Cape Cod Gemini

Development
- Designer: A. Sidney DeWolf Herreshoff
- Location: United States
- Year: 1955
- No. built: 150
- Builders: Herreshoff Manufacturing Company Cape Cod Shipbuilding
- Role: Sailing dinghy
- Name: Cape Cod Gemini

Boat
- Crew: two
- Displacement: 440 lb (200 kg)
- Draft: 3.33 ft (1.01 m) with leeboard down

Hull
- Type: monohull
- Construction: fiberglass
- LOA: 16.08 ft (4.90 m)
- LWL: 14.75 ft (4.50 m)
- Beam: 5.58 ft (1.70 m)

Hull appendages
- Keel: twin leeboards
- Rudder: skeg-mounted/internally-mounted spade-type/transom-mounted rudder

Rig
- Rig type: Bermuda rig

Sails
- Sailplan: fractional rigged sloop
- Total sail area: 140.00 sq ft (13.006 m^{2})

= Cape Cod Gemini =

Sailboat class

The Cape Cod Gemini is an American sailing dinghy that was designed by A. Sidney DeWolf Herreshoff as a day sailer and first built in 1955.

==Production==
The design was initially built by the Herreshoff Manufacturing Company and later by Cape Cod Shipbuilding in the United States. A total of 150 boats have been completed since 1955, but it is now out of production. The manufacturer indicates that the molds are still available and that production could be re-started with a fleet order.

==Design==
The Cape Cod Gemini is a planing sailboat, initially built of wood and later constructed of fiberglass, with wood trim. It has a fractional sloop rig, a plumb stem, an angled transom, a transom-hung rudder controlled by a tiller and twin retractable leeboards. It displaces 440 lb.

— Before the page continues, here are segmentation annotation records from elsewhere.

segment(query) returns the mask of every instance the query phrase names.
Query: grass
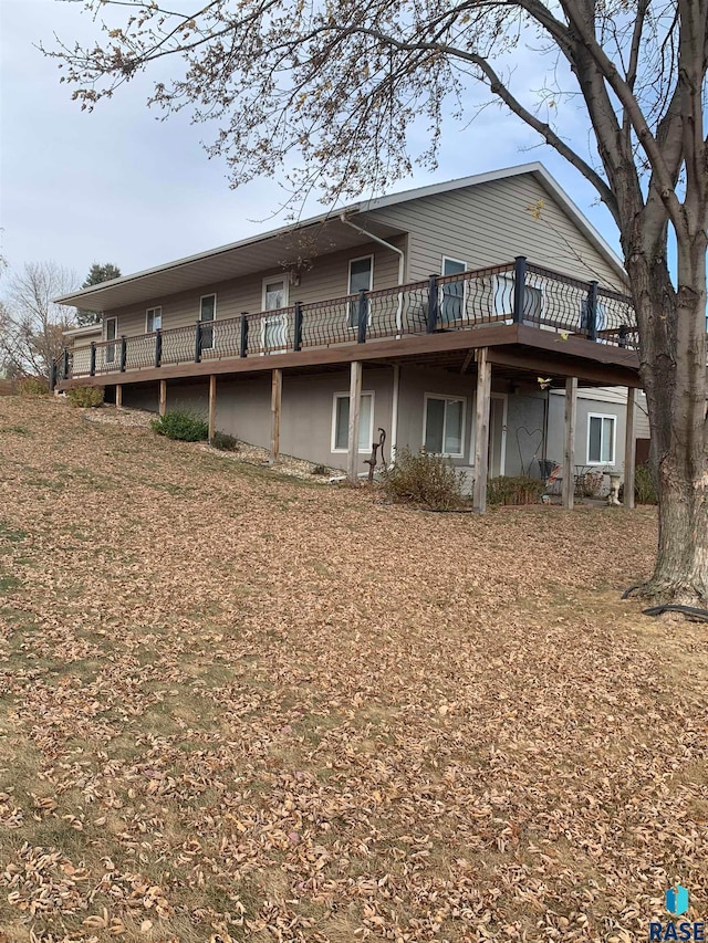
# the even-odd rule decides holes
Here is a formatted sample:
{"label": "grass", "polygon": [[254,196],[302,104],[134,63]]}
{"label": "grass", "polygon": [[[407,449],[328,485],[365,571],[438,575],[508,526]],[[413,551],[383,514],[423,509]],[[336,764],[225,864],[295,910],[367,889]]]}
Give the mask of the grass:
{"label": "grass", "polygon": [[701,919],[708,640],[620,601],[653,510],[426,515],[18,423],[0,941],[631,941],[676,880]]}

The boat has a draft of 3.33 ft with a leeboard extended and 7 in with both retracted, allowing operation in shallow water, beaching or ground transportation on a trailer.

The design is normally sailed with a crew of two sailors, but can accommodate up to five adults.

The design has a hull speed of 5.15 kn.